Ich bin ganz durcheinander von all dem Kachelgrün. 
Ein Ort für Tagträumereien. 
Ein von Grün durchwirkter Ort wie eine bezaubernde Apnoe. 
Frenetische Beobachtung, gemeinsame Zeit.
Ich drehe mich um / der Flieder blüht. (Gilbert Trolliet)
Narcissus poeticus
Aus meinem Traum bin ich in deinen gekippt
Wenn der Geist da ist, wenn der Geist kommt. 
Zu jeder Stunde, wenn die Zeit kommt, wenn die Zeit da ist. 
Aus meinem Traum bin ich in deinen gekippt
Historisches Pastell, wie ein Bonbon von einst – neu belebtes Bonbon. Grün. Grün wie mein Traum.
Aus meinem Traum bin ich in deinen gekippt 

Als Begleitung im Hintergrund: La Grâce et la Rencontre von Colette Nys-Mazure, erschienen im Februar 2024 bei Éditions POESIS, in der Reihe Habiter poétiquement le monde. 

 


Interview mit der Autorin

Wie können wir uns angesichts der gegenwärtigen Weltlage noch gemütlich in ein Café setzen? 
Anicée Willemin: Um nicht den Boden unter den Füssen zu verlieren.
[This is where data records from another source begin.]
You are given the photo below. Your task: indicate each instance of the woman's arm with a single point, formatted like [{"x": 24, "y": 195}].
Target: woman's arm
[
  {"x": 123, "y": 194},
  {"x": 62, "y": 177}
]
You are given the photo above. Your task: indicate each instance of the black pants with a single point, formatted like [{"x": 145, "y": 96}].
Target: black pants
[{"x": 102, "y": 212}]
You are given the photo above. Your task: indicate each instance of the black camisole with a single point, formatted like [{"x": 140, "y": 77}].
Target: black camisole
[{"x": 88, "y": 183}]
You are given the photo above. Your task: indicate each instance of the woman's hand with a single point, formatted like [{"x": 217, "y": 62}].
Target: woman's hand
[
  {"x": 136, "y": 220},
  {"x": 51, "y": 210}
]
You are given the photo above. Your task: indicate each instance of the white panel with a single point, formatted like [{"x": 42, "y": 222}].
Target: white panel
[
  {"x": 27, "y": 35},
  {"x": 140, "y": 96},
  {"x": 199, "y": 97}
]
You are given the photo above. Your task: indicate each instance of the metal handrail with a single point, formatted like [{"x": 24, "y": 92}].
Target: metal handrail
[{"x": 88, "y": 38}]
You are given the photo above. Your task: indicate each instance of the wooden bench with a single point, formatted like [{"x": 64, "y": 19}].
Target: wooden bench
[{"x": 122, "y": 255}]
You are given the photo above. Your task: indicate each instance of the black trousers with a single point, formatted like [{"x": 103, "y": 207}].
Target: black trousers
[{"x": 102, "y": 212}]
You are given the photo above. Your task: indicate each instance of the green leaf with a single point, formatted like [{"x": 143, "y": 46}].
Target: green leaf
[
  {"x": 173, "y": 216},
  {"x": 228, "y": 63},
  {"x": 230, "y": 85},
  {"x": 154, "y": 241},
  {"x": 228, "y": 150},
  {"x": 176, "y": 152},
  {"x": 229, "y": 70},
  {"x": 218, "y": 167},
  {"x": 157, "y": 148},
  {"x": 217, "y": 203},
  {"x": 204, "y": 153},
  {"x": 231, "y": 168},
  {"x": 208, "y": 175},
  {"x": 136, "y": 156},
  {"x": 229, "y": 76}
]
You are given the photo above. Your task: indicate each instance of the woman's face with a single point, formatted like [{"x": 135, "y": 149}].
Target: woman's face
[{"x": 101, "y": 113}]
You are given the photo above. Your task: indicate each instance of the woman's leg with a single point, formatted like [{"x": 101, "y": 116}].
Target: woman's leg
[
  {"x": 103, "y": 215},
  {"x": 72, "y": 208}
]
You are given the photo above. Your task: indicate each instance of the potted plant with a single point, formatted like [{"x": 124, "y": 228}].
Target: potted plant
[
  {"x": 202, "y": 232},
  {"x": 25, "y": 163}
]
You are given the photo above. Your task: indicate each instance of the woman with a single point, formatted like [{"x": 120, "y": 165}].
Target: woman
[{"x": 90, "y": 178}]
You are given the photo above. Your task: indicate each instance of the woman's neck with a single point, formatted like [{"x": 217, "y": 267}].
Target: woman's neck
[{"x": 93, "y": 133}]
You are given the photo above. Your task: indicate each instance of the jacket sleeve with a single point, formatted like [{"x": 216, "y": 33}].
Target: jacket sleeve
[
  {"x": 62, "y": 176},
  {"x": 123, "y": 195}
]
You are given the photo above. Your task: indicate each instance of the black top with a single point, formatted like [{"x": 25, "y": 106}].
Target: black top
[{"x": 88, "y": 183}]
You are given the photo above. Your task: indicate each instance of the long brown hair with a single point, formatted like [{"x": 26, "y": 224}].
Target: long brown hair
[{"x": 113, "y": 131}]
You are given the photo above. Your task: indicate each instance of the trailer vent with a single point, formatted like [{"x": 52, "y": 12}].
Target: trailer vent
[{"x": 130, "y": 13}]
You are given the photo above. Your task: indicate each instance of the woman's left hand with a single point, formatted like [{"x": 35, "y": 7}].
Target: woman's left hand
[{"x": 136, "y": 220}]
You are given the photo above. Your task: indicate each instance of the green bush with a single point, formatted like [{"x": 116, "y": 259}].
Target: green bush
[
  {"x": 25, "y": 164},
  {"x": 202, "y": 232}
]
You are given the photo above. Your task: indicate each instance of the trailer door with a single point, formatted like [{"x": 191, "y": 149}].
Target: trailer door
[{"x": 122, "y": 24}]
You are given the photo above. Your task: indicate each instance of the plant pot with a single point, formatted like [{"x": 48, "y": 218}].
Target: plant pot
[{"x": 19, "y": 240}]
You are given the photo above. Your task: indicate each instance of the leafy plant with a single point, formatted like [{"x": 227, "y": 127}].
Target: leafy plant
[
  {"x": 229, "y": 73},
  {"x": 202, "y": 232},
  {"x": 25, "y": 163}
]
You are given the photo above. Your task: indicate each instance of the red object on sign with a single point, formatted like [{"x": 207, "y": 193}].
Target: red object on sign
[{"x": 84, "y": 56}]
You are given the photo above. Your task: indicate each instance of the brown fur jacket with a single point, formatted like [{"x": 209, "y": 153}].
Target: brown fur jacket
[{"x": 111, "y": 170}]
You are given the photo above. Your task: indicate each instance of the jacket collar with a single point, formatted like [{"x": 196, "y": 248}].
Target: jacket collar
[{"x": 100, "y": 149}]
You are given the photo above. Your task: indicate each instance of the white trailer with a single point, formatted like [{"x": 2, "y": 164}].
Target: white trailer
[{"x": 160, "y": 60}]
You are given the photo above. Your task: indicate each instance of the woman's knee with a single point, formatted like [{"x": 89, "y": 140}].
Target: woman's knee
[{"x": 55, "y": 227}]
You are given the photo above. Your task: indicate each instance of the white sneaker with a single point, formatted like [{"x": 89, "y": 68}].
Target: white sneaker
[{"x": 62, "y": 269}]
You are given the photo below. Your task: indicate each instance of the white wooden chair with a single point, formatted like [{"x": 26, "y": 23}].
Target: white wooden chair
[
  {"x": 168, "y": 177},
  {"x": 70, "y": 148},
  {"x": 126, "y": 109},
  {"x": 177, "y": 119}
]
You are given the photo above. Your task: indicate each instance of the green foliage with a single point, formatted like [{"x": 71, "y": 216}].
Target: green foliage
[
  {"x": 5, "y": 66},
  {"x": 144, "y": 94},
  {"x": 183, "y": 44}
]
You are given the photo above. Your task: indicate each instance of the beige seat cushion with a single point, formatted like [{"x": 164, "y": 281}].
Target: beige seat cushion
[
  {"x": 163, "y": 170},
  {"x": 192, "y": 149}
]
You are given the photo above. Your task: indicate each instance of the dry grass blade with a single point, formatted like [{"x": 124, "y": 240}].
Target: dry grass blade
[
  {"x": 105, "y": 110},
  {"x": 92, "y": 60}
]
In einer stillen und/oder lärmenden Dringlichkeit.

Warum noch schreiben und lesen?
AW: Schritt für Schritt dem goldenen Pfeil folgen, dem roten Faden. Demjenigen, den man sich für sich wünscht. Demjenigen, den unsere Schritte sich für sich wünschen. Die Schritte sind ein Gedanke. Die Schritte sind eine Schrift. Die Schritte sind eine Lektüre. Pfeil und Faden. Faden und Schritte. Diejenigen, die man gerne kommen sähe. Diejenigen, von denen man sich wünscht, sie kommen zu sehen. Kommen sehen. Sehen, was kommt. Faden und Pfeil. Schritte und Faden. Kommen sehen. 

Ist das Café (oder das Café, das du gewählt hast) eher ein Rückzugsort, ein Ort der Besinnung oder ein Ort der Versammlung? 
AW: All diese Facetten in verschiedenen Momenten. Manchmal bloß eine davon. Manchmal gerade die andere. Manchmal bloß die dritte. Manchmal noch eine andere. Manchmal all diese Facetten miteinander vermischt, in einer vollständigen Symbiose. Ich mag diese Idee einer aneinander, ineinander gefügten Pluralität, die so ein Ganzes bildet. Und sich erinnert. Und sich erhebt. Sich erhebt angesichts der Ungerechtigkeit der Welt. Der große Aufstand. Rückzug, Besinnung, Sammlung und Versammlung.  – Man kann das Gefühl haben, in sich hineinzusinken und einen Augenblick meditativer Besinnung erleben, während man zugleich in vielfältiger Begleitung ist und sich versammelt, seine eigenen Stücke zusammensammelt. – Das Café ist ein Schritt an sich. Das Café ist Schritte in sich. Und aus sich hinaus.

 

BIO

Anicée Willemin ist a-ni-c. Sie ist und wird, was sie gerade wird. Getragen vom dröhnenden Atem des Absoluten hat sie den Blick vor allem auf poetisch-fragmentierte Räume gerichtet und ihre Musik genährt, während diese sie nährte. Sie kommt aus einem kleinen Juradorf und ist eine frische Vierzigerin, die sich durch Feld und Wiesen tollt und tummelt und ohne Unterlass das Leben ausprobiert, desgleichen das Leben des grünenden Schreibens. Ihr erster Gedichtband, Les balcons étaient comme des roses d’eau entêtantes (Die Balkone waren wie betörend duftende Wasserrosen) ist im März 2023 bei den Editions du Griffon in Neuenburg (Schweiz) erschienen.